Deux lois récentes ont été adoptées pour réduire le stock de contrats décès non réclamés par leurs ayants droit.
Une première loi de 2005 qui ouvre le droit, à toute personne qui y a intérêt, d’interroger les sociétés d’assurance sur l’existence d’un contrat dont elle pourrait être bénéficiaire.
D’autre part, une loi de 2007 a autorisé les sociétés d’assurance à interroger le fichier national des décès tenu par l’INSEE pour mener à bien leurs investigations lorsqu’un souscripteur ne donne plus signe de vie.
La proposition de loi du sénateur Maurey, si elle est adoptée, ira encore un peu plus loin dans la traque des contrats non réclamés.
Complications à prévoir. L’article 1er propose que l’assureur demande chaque année à l’assuré de lui accuser réception du relevé d’information annuel : si l’assuré ne répond pas trois années de suite, alors l’assureur devra engager les procédures de recherche.
Ce même article obligerait les sociétés d’assurance vie à indiquer chaque année, en annexe à leurs comptes et bilan, des statistiques sur les contrats non réclamés qui répondent aux trois critères suivants : l’assuré est âgé de plus de 90 ans, la provision mathématique est supérieure à 2 000 euros, l’assuré n’a pas accusé réception durant trois exercices consécutifs de l’envoi du relevé annuel d’information.
Lorsque l’assureur est informé du décès de son assuré, le code des assurances lui fait obligation de rechercher le bénéficiaire. L’article 3 de la proposition Maurey autorise les sociétés d’assurance à confier à des tiers
? agréés par le ministère de l’économie la recherche des bénéficiaires.
L’article 4 enfin sort du sujet des contrats non réclamés et propose de revenir sur le caractère irrévocable de la stipulation pour autrui, même après acceptation du bénéficiaire et du souscripteur. Cet article autoriserait le souscripteur à changer librement de bénéficiaire, sous la seule réserve d’en informer la personne qui perd le bénéfice du contrat.

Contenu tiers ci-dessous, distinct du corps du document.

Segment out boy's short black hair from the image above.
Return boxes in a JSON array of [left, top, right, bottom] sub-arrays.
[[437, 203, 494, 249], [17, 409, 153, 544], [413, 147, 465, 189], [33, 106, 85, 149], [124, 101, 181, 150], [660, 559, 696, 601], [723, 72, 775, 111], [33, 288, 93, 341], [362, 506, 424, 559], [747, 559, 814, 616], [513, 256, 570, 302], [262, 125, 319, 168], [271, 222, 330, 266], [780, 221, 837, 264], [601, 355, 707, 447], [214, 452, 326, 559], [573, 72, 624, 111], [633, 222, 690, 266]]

Avis mitigé du GEMA. Les mutuelles et sociétés vie du GEMA comprennent que les pouvoirs publics attendent des assureurs vie qu’ils versent les capitaux dans des délais raisonnables et fassent les investigations nécessaires pour rechercher les cas de décès ou les coordonnées des bénéficiaires en cas de doute : ces diligences font partie du service que les clients ou sociétaires attendent d’eux. Pour autant, les mesures proposées par le sénateur Maurey leur paraissent excessivement lourdes et d’une efficacité contestable.